Besides telling tales from the old and new testaments, however,
these images hold clues to the way in which the artist, as a product of
his time, interpreted the bible and made it his own.
The new exhibit, "Biblical Images: From Creation to
Endtime," open from January 8 to February 24, 2002, located in the
John A. and Helen P. Becker Gallery of the Bowdoin College Art Museum,
is an endeavor organized by the Assistant Professor of Religion, Jorunn
J, Buckley, in connection with Religion 203, The Bible.
Buckley chose the images from the archives of the Art Museum
and tried to gather a collection that would represent both the stories
of the Old Testament as well as the New Testament.
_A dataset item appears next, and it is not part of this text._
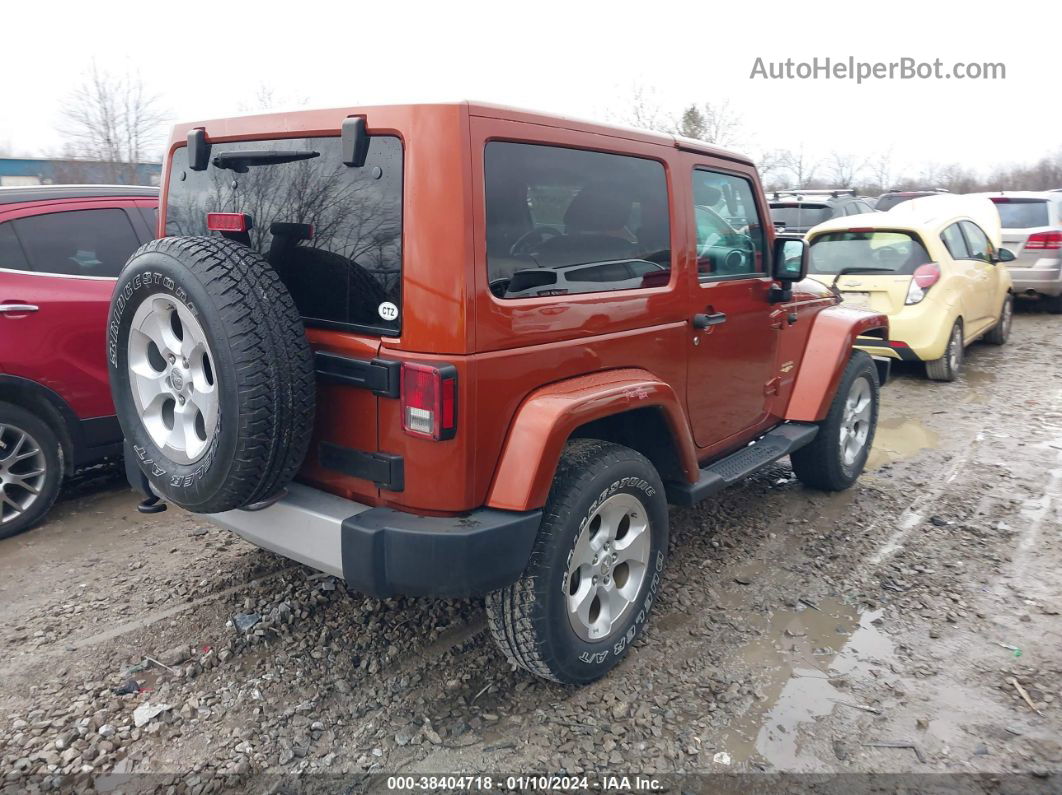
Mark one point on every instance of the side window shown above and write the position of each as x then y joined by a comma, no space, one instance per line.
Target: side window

Buckley was able to
choose from some 60 images that the Assistant Curator, Caitlin Nelson,
originally pulled from the archives of prints and paintings that the Museum
holds in storage.
Most of the images are by Christian artists, due to the
fact that the Jewish tradition does not entail the production of biblical
imagery. Because of this, Buckley urges her students not to simply accept
the images but rather to question every aspect of the imagery - to "look
for clues" because "everything is a symbol."
Details and symbols must be searched out and shall not be
discovered in a single cursory glance. Although the story being portrayed
in each picture may seem two dimensional, careful examination reveals
multifaceted tales of Christian values, historical values, and cultural
For example, one image features Moses, an Old Testament
figure, and a bronze snake wrapped around what looks very much like a
cross. This cross imagery is not a mistake and, in fact, discloses the
Christian viewpoint that the Old Testament prophesizes the coming of Jesus,
the son of God. This is obviously a very different interpretation than
that of a Jewish reader of the Old Testament.
Thus, each image is very much contrived to fit a specific
reading of the Bible in terms of what figures are most important and what
the symbols within the images imply. Many of the images are products of
the European renaissance - a time during which Bible imagery was the popular
subject of artistic endeavors. However, Buckley also tried to include
more modern images so as to allow students to understand the way time
periods influenced style and religious interpretation.
Buckley hopes that her students, as detectives, will search the images for important "clues" and subtle details - allowing them to more fully understand the Bible's rich texture.